Steps to Install-Package:
You need to install a package named python-docx
which can handle the word documents of the ‘.docx’ extension.
pip install python-docx
Writing a Word Documents
from docx import Document
document = Document()
document.save('first.docx')
Add a heading
from docx import Document
document = Document()
document.add_heading('This is the largest heading', level=0)
document.add_heading('This is header 1 as a main heading', level=1)
document.add_heading('This is header 2', level=2)
document.add_heading('This is header 3', level=3)
document.add_heading('This is header 4', level=4)
document.save('heading-example.docx')
Add a Paragraph
from docx import Document
document = Document()
document.add_paragraph('This is a simple paragraph')

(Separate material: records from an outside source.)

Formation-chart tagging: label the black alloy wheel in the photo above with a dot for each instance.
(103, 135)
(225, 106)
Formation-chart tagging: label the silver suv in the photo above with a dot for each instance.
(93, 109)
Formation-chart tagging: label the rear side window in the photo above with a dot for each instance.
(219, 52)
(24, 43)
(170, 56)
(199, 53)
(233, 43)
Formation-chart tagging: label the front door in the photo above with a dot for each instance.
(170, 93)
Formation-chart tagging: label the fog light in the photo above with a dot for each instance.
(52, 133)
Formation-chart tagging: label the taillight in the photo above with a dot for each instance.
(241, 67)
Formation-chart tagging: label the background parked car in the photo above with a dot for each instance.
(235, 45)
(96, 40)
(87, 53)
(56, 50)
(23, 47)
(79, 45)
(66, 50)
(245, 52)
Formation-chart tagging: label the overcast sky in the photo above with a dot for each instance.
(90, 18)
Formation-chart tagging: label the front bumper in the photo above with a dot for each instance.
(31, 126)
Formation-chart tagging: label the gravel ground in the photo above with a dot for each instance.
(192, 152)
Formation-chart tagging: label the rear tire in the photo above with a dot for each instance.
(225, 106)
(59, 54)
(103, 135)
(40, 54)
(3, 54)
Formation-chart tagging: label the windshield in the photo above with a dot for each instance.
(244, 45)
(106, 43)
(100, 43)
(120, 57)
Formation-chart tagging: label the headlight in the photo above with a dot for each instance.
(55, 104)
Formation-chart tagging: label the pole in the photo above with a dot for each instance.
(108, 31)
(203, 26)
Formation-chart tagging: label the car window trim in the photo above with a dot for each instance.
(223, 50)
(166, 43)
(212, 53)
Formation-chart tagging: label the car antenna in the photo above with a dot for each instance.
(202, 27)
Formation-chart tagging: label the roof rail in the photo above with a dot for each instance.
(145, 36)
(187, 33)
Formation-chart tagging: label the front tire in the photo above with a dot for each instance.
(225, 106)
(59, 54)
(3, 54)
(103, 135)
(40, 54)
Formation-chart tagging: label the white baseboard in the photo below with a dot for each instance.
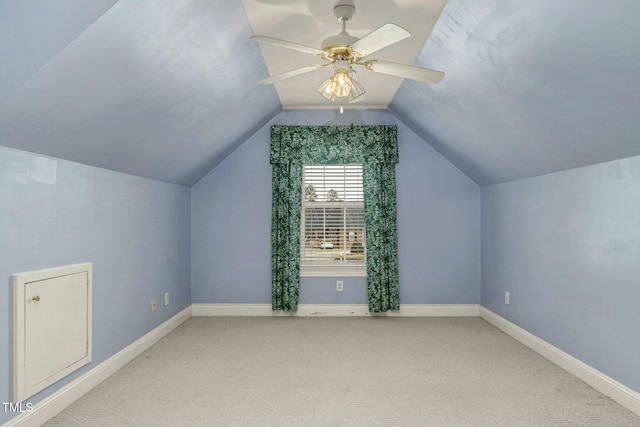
(622, 394)
(318, 310)
(53, 404)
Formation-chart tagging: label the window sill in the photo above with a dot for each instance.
(333, 271)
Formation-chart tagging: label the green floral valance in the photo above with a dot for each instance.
(333, 144)
(373, 146)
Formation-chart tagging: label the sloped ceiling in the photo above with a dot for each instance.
(166, 90)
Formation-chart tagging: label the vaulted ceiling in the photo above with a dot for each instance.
(166, 89)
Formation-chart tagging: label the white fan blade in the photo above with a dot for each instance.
(406, 71)
(287, 45)
(290, 74)
(384, 36)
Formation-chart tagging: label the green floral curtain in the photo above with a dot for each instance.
(376, 148)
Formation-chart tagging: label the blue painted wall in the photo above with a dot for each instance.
(567, 248)
(135, 231)
(438, 224)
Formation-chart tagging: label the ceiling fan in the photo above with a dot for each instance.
(343, 52)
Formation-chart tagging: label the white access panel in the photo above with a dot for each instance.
(51, 326)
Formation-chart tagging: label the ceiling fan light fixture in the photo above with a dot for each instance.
(341, 85)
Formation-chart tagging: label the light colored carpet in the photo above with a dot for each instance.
(356, 371)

document.add_heading('Things to Do', level=2)
document.add_paragraph('eat', style='List Number')
document.add_paragraph('sleep', style='List Number')
document.add_paragraph('repeat', style='List Number')
document.add_heading('Things Not to Do', level=2)
document.add_paragraph('forget to study', style='List Bullet')
document.add_paragraph('forget to do assignments', style='List Bullet')
document.save('paragraph-example.docx')
Add a Picture
from docx import Document
from docx.shared import Inches
document = Document()
document.add_picture('python.png', width=Inches(2.5), height=(2.5))
document.save('picture.example.docx')
Reading a Word Documents
You’ll now read a sample word document from Python, and it can be found here
from docx import Document
def obtainText(docFileName):
document = Document(docFileName)
finalText = []
for line in document.paragraphs:
finalText.append(line.text)
return '\n'.join(finalText)
print(obtainText('fullText.docx'))
This is Heading1 Text
This is a regular paragraph with the default style of Normal. This is a regular paragraph with the default style of Normal. This is a regular paragraph with the default style of Normal. This is a regular paragraph with the default style of Normal. This is a regular paragraph with the default style of Normal.
This is a Defined Block Style Called BlockStyleTest
This is more Normal text.
This is Heading 2 text
This is more Normal text. This is bold, this is italic, and this is bold italic. This is normal. This is in a defined inline style called InlineStyle. This is normal. This is red text. This is normal.
This block is centered.
This is left-aligned.
First item of bulleted list.
Second item of bulleted list.
Second paragraph of second item of bulleted list.
Third item of bulleted list.
First item of third item’s nested list
Second item of third item’s nested list
Fourth and final item of main bulleted list.